About this time, my dad remarried a really nice lady, who used to read to me and my sister a lot. Before not too long, I had a little sister, which was such a special and unexpected amazing thing for me! And this also involved amazing little vacations in the town I was born in - in the home I'd first come into - as well another location in North Vancouver, in the home of a clockmaker, which involved a lot of tick-tick-ticking.
Elementary school was okay. I knew the same kids for a long time, and I liked playing with clay, and I liked choir. I tended to excel in academics, but was never quite at the top of my class. I kind of liked soccer too, depending on the crowd. I learned how to mouth people off in certain situations, and how to be an angel in others, and I also learned how to entertain others - or maybe just entertain myself - with humour... absurd, cheeky, or shocking humour. Play with other girls often involved a yo-yo-ing mix of emotional exposure and then betrayal. And play with boys was often thrilling, new territory. Often competitive.
The best boys to play with were the ones at my townhouse - two brothers the same age as me and my older sister.

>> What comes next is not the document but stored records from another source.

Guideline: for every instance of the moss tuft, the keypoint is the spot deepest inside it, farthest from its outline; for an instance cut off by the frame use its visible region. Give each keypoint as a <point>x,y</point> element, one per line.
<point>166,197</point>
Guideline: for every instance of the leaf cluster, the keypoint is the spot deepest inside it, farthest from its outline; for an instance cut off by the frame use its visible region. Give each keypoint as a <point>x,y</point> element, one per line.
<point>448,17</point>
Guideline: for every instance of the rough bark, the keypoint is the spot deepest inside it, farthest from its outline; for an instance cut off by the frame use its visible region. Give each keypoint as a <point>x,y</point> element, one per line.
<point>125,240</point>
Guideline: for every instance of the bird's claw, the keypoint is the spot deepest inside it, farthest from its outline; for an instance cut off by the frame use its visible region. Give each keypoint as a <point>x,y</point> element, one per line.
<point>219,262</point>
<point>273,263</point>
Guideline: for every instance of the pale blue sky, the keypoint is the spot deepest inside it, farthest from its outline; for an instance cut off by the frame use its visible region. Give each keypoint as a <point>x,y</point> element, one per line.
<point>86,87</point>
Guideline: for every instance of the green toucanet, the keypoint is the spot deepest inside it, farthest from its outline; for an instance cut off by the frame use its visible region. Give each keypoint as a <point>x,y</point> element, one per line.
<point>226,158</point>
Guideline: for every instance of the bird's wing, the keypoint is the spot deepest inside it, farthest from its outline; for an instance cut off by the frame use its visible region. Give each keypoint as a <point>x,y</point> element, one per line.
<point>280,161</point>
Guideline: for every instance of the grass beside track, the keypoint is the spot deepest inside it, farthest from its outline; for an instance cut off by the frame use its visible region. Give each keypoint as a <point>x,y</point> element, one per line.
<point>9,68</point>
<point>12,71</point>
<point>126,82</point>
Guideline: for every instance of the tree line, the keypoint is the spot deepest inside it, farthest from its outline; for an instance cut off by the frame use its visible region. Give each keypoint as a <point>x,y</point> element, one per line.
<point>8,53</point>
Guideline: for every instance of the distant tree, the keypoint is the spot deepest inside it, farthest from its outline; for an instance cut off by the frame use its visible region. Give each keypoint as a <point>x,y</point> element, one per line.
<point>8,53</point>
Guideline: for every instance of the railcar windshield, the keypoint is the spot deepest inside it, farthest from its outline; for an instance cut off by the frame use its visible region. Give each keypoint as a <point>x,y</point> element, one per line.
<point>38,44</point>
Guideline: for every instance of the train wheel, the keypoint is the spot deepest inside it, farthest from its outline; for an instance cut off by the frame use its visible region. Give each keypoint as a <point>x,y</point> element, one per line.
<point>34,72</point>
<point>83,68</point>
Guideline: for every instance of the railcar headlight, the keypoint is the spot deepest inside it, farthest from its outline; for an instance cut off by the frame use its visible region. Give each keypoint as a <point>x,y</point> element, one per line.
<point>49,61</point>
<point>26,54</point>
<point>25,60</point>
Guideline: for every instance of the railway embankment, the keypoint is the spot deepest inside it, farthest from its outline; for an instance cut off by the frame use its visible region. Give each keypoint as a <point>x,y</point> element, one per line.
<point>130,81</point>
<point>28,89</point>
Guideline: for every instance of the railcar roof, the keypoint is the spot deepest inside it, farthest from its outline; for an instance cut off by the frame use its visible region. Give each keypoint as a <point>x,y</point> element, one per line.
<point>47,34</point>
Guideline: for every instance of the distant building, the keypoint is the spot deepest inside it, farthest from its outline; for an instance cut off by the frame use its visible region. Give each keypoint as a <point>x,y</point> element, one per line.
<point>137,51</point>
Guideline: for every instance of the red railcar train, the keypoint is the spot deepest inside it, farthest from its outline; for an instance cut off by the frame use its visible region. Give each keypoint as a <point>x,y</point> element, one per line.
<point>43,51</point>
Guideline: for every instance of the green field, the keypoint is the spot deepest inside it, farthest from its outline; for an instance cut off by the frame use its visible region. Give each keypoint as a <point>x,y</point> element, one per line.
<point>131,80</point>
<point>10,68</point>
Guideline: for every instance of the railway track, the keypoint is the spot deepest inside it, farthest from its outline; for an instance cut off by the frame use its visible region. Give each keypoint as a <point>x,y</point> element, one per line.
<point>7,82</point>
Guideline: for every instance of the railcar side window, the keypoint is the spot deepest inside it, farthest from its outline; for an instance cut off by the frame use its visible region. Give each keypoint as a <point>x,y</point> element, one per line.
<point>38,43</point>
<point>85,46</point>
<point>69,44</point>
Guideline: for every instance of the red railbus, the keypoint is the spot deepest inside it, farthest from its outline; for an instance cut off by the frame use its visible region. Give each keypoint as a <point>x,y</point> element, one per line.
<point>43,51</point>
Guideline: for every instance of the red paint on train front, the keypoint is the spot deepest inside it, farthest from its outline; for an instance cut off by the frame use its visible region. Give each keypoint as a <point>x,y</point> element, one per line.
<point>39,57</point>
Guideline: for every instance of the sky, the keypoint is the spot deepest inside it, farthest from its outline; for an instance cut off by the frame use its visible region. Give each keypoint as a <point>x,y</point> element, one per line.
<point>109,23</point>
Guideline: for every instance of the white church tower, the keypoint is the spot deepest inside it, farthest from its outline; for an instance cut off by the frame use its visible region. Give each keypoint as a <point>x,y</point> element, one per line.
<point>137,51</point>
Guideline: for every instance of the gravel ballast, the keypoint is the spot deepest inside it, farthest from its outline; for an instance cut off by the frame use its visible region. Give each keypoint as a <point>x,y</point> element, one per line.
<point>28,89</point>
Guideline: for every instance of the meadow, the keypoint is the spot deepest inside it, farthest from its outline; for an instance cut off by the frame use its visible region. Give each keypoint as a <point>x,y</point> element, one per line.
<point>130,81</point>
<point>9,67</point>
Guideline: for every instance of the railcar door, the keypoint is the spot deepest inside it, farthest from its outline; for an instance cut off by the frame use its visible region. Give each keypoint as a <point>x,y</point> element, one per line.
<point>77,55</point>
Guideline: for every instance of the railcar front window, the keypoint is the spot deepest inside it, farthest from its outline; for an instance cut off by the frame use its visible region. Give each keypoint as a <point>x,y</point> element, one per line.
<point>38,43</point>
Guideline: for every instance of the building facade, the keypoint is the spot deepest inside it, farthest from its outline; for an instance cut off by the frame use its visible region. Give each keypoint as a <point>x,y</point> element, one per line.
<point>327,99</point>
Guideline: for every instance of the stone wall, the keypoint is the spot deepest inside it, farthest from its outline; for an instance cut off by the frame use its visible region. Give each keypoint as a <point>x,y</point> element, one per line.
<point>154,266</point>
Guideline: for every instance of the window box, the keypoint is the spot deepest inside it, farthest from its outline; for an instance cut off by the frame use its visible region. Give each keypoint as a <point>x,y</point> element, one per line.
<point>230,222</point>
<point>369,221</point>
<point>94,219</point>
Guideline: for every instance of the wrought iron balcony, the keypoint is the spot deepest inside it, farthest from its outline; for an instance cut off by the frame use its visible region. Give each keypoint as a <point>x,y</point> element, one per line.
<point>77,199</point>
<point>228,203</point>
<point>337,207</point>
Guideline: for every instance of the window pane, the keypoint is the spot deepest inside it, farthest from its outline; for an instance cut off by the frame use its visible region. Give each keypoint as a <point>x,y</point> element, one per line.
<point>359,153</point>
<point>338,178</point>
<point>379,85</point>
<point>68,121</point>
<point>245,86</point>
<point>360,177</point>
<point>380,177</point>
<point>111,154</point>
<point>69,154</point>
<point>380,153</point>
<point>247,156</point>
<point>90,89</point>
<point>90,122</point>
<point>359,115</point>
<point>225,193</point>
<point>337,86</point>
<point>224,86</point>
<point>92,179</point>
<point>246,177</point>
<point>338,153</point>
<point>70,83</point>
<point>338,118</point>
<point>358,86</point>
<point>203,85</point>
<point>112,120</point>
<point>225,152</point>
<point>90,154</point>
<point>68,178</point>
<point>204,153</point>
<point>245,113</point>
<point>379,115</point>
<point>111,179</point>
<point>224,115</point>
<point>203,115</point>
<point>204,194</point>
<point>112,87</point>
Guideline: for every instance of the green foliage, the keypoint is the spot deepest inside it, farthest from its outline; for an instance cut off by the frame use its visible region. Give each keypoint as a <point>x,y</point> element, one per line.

I learned how to play with fire from one of them, and was always intrigued by the forts he built, and I got really into the elaborate updates he would give us about how our townhouse was at war with the townhouse across from us - I even carried out orders for the protection and honour of "our side"!

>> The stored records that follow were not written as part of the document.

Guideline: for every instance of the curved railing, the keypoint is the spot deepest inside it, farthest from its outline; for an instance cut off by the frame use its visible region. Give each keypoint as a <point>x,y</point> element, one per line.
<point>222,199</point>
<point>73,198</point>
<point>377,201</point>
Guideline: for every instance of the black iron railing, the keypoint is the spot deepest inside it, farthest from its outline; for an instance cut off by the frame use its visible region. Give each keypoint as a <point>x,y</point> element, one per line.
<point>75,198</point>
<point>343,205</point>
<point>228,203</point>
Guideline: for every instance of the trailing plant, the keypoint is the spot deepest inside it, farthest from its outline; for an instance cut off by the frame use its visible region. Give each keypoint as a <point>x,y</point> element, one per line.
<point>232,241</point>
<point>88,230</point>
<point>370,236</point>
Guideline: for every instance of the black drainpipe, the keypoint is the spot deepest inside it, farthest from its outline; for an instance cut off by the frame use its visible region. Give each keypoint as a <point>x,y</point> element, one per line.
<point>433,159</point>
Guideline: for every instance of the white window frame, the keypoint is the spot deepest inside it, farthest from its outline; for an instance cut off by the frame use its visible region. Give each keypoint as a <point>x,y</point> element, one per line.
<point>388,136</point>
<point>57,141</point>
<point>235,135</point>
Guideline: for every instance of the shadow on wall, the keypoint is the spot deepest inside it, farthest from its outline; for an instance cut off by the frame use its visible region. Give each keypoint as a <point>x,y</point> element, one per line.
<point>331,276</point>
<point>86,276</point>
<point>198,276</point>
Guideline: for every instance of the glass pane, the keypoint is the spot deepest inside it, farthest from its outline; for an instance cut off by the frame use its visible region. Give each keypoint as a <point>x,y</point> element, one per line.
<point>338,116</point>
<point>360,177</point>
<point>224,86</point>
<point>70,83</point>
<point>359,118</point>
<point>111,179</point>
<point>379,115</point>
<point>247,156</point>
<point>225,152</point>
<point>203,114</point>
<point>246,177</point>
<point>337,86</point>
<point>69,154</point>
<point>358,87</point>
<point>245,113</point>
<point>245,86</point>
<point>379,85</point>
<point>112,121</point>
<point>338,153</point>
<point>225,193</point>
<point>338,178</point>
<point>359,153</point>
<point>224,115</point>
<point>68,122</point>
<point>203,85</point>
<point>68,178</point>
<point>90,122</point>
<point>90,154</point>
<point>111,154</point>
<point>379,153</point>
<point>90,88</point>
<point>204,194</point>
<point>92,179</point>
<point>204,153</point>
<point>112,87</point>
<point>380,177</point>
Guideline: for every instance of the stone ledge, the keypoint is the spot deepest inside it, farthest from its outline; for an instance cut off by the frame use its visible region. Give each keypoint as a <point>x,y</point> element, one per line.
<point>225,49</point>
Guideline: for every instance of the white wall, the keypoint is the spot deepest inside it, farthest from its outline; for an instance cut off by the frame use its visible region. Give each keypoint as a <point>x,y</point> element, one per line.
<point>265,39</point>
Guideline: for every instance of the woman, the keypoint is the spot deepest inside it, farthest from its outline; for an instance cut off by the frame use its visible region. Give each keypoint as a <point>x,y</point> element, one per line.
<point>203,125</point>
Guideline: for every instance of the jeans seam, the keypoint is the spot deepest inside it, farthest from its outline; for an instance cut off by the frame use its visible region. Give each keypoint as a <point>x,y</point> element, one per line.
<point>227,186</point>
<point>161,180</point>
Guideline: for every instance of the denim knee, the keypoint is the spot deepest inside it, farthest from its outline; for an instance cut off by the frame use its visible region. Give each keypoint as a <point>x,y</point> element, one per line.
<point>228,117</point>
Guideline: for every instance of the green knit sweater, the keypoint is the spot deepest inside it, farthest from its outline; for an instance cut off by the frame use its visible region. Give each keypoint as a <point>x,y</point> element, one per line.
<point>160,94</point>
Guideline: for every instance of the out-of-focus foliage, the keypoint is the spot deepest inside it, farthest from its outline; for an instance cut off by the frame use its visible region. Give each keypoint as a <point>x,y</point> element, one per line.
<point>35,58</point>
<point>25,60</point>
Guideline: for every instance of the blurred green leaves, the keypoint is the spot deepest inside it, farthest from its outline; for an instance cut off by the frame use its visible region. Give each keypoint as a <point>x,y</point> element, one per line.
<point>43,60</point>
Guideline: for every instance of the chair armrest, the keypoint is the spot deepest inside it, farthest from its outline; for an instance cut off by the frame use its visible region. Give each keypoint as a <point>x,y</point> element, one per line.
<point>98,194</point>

Brownies and girl guides were good experiences. Met lots of girls, nice ones, fat ones, weird ones, shy ones, prissy ones, high-achievers with many badges. I wonder how they would think of me? Was I quiet? I definitely never sewed any badges on my scarf. I liked the crafts. And the games. And the nature trips. And the leader, whose name was Owl.
I got a paper route, delivering the Pennysaver once a week in my grandparent's neighbourhood. Usually, by the time I got back from school, my grandpa had stuff the papers with all their inserts - work that I felt should have been my job, but my grandpa insisted on doing this.
I moved to a different neighbourhood again, and lived in a big house on the ocean. I loved exploring on the beach. I loved going out in a boat on the ocean. It was a lot of peaceful exploration. Maybe it was here that I learned about time spent alone, in "nature" - but maybe not. I was in B.C. after all... and my dad used to take me and my sister camping at Longbeach fairly regularly.
I went to high school at a private school, starting there about the same time I moved into a new townhouse - that townhouse was walking distance to Salvation Army, where I loved foraging for used clothes. It was also walking distance to a friend that I'd made in junior high who I'd become really attached to. She set me up with my first boyfriend. She also I think set me up with my first tokes, and first rave, and probably a bunch of other firsts too. First sushi for sure.
The first boyfriend was fun. Sure, it lasted only four months - but it was the first time I'd been in love - for him too. It took me a long time to get over him.
I loved graduation. It was a signal of freedom!
I went to university in Burnaby - lived in residence on top of a mountain. Met people from all over B.C. and many from all over the world. I was exposed to a lot of ideas and perspectives and well...
Okay - that is as far as this alternate history is going to go for tonight. I originally restricted myself to five minutes to write all of this out. And it's now been about 50 - and already, I feel my mind is opened up to a fresh vault of memories.... oh how refreshing it is to remember the good!